By Kalpana Rashiwala
source: The Business Times
SC Global Developments has sold another penthouse at its Hilltops condo in Cairnhill Circle, this time for $33.5 million or $3,995 per square foot on a strata area of 8,385 square feet.
It is being bought by Chen Liang-bin, a Cambodian citizen, and Li Xiaoping, a citizen of China, BT understands.
‘The unit has five bedrooms with ensuite bathrooms, inclusive of the master suite which comes with a jacuzzi tub and walk-in closet. It also has a large balcony off the living area with views of the city and Marina Bay area.
This is the third penthouse in the completed freehold development that SC Global has sold, based on caveats data.
In October last year, the developer sold a 6,372 sq ft penthouse for $26 million (or $4,080 psf) to Yu Yongfu, a Singapore permanent resident (PR) and a member of the Alibaba Partnership, as reported by BT at the time.
However that unit was sold with furnishings, unlike the latest penthouse deal at Hilltops.
Also sold on an unfurnished basis was the first penthouse transacted in the completed freehold project in late 2019; that was for a 7,728 sq ft unit that fetched $$25.08 million or $3,245 psf.

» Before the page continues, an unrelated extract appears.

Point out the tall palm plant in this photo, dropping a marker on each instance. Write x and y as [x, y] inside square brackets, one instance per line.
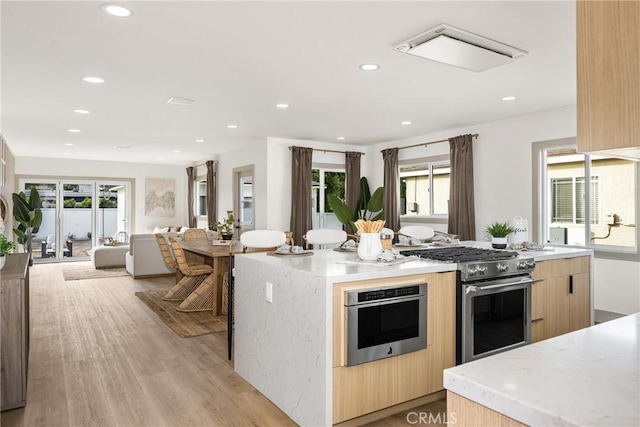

SC Global is now left with just one penthouse at Hilltops, a 12,669 sq ft, five-bedroom unit with a dedicated private lift and four exclusive car park lots,
According to the grapevine, the price tag is about $60 million.
All four penthouses at Hilltops are duplex units, with a main living area on the 20th storey, and a private pool and landscaped deck on the 21st.
The 241-unit project, which received Temporary Occupation Permit in 2011, stands on elevated ground and also has two-, three-, four- and five-bedroom apartments,
It is not known who brokered the recent $$33.5 million deal,
Knight Frank Singapore’s head of residential project marketing, prime sales and leasing, Linda Chern said: “In tandem with Singapore’s attractiveness among family offices, we observed in the first quarter of this year that both foreign and local homebuyers are looking for penthouses, or luxe apartments of at least 3,000 sq ft in prime areas.”
According to Knight Frank’s Wealth Report 2021, the number of ultra-high-net worth individuals (UHNWIs, with at least US$30 million net worth inclusive of their primary residence) in Singapore increased 10.2 per cent to 3,732 in 2020 from 3,387 in 2019 – despite the pandemic-led recession.
Jacqueline Wong, executive director and head of ‘The Private Office at Savills Singapore, said that the luxe housing market here began regaining momentum late last year, with new Singapore citizens (typically from China) purchasing Good Class Bungalows (GCBs), while PRs and non-PR foreigners pick up penthouses and large apartments – mostly for their own use.
Ms Wong added that the strong buying demand for luxe homes has extended to the leasing market, “For the past couple of months, we have seen a shortage in supply of private residential properties for lease in general and more acutely, for GCBs, penthouses and luxe apartments. This is because more of such properties are either sold to buyers who require them for owner occupation or the owners themselves need the property as their home.”
As a result, achieved rents in the past couple of months are about 10 to 15 per cent higher – compared with two years (the typical duration of leases) ago, she added.
The firm’s executive director of research and consultancy, Alan Cheong, says: “Despite anecdotal evidence of expats relocating from Singapore due to job loss, the high end private residential rental market has been heating up as UHNWIs from the region take refuge from the raging pandemic back home, where they fear being infected and not getting timely medical treatment due to a shortage of hospital beds.
“Some of those leasing upmarket homes in Singapore these days had already set up a family office here some time ago but were not that active. But with the pandemic, they are bringing almost their entire families here.”
Urban Redevelopment Authority data released last Friday show that its overall private residential rental index rose 2.2 per cent quarter on quarter in QI 2021, after inching up 0.1 per cent in Q4 2020.
The first-quarter rental increase was led by non-landed homes, especially those in prime areas or the Core Central Region, where rents surged 2.9 per cent in QI 2021, contrasting with a 1.2 per cent drop in Q4 2020.
Analysts note that the rental gains come amid delays in housing completions last year due to disruptions in construction amid the Covid-19 outbreak. Only 3,433 private homes received Temporary Occupation Permit in 2020 ~ half of the 7,527 units in 2019.